Her first LP was released this spring and it is definitely worth a listen.
SPOILER ALERT: They found Sugar Man.
A table was put slightly to the side of centre stage and an elaborate selection of hats were placed across it. (Remember the hats, the hats are important)
From the moment Rodriguez was introduced, a spell was cast across the audience. A real-life-honest-to-God MYTH stood before us.
The years had clearly taken their toll upon his body but his spirit was bursting with light as the cheers from the crowd brought a smile to his face.
Dressed in black with a toque of the same colour, he leaned back on his stool like the coolest cat you have ever seen. He strummed his guitar gently and broke into song. What his aged voice lacked in lustre he more than made up for in emotion and soul.
Rodriguez’s first musical offering was met with thunderous applause. He seemed genuinely taken aback by the appreciation from the crowd. He looked across the crowd and replied: “I know itʼs the drinks… But I love you back”

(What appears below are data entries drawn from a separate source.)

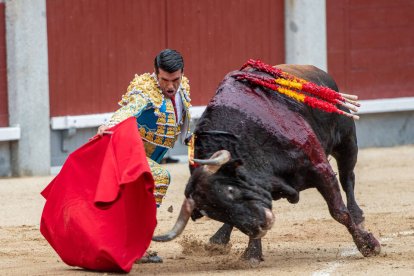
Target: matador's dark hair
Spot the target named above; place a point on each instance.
(169, 61)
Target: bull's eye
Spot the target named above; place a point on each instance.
(230, 192)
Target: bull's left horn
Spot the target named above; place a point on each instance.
(218, 158)
(185, 213)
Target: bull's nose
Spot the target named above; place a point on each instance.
(270, 219)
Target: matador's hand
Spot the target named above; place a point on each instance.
(103, 130)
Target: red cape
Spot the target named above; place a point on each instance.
(100, 211)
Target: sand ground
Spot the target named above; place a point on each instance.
(305, 240)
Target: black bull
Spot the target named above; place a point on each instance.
(267, 146)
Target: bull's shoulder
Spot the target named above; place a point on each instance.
(309, 73)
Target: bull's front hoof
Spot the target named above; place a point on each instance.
(253, 256)
(369, 246)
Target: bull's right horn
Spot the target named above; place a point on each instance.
(185, 213)
(218, 158)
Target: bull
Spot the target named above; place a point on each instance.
(255, 146)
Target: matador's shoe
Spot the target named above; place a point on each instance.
(150, 257)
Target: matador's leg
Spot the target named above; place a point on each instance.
(162, 180)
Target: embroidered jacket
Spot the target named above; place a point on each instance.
(154, 113)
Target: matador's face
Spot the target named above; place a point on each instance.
(169, 82)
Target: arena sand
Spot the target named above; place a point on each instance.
(305, 240)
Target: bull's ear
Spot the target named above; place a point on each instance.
(230, 168)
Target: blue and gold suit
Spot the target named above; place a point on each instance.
(156, 122)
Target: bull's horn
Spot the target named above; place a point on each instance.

Ripping off his toque, he displayed a full head of long hair. Shuffling through the table of hats to his side (the hats are important) he selected a tight white straw hat with a red white and blue bandana. Placing it over his head and adjusting his sun glasses, Rodriguez began to play the opening chords of “Your Song”
The rest of the band fell into the back ground as Rodriguez played a stripped down version of the Elton John classic solo.
“I don’t have much money but boy if I did I’d buy a big house where we both could live..” sang Rodriguez, gently.
The rendition was heartfelt and anyone familiar with Rodriguez’s story and struggles would see the beauty and honesty in these lines.
• Writer’s Note •
If you have yet to see the 2012 Documentary “Searching for Sugar Man” … It is simply magical.
It is the story of two South Africans trying to find out what happened to one of their musical heroes. He had not been heard from in many years and was rumoured dead. When he is discovered to be alive and living in Detroit the story takes a turn down a truly incredible path. Most people, myself included, had never heard of Rodriguez before the documentary was released. Most attendees at the concert were there because of that movie.
• Writer’s Note •
Rodriguez played a few more dreamy & relaxed compositions before switching to the third hat. The third was a black suede hat with silver details. Then switching into his white sunglasses he broke into “You’d Like To Admit It”. Each costume change was met with great amusement by the crowd as Rodriguez played Rock Star.
“I’m in the mood to reveal how I feel
You weren’t that sharp, but you had some appeal…” he sang with a full toothed grin
“Now there’s a hint of regret in your eyes
But you won’t tell me, and your smile’s your disguise” he continued.
Rodriguez has very playful Dylanesque lyrics in his songs that dance around in your head after you hear them. Covers of “La Vie en Rose” and “Light My Fire” by the Doors were performed.
Nearing the end of the show a lone voice screamed out “YOU ARE A LEGEND” and the crowd applauded for a minute straight in an electric shower of appreciation. Rodriguez was humble and appreciative for all of the love.
Legend is the best way to describe this man, and I am privileged to have seen a part of that story in person.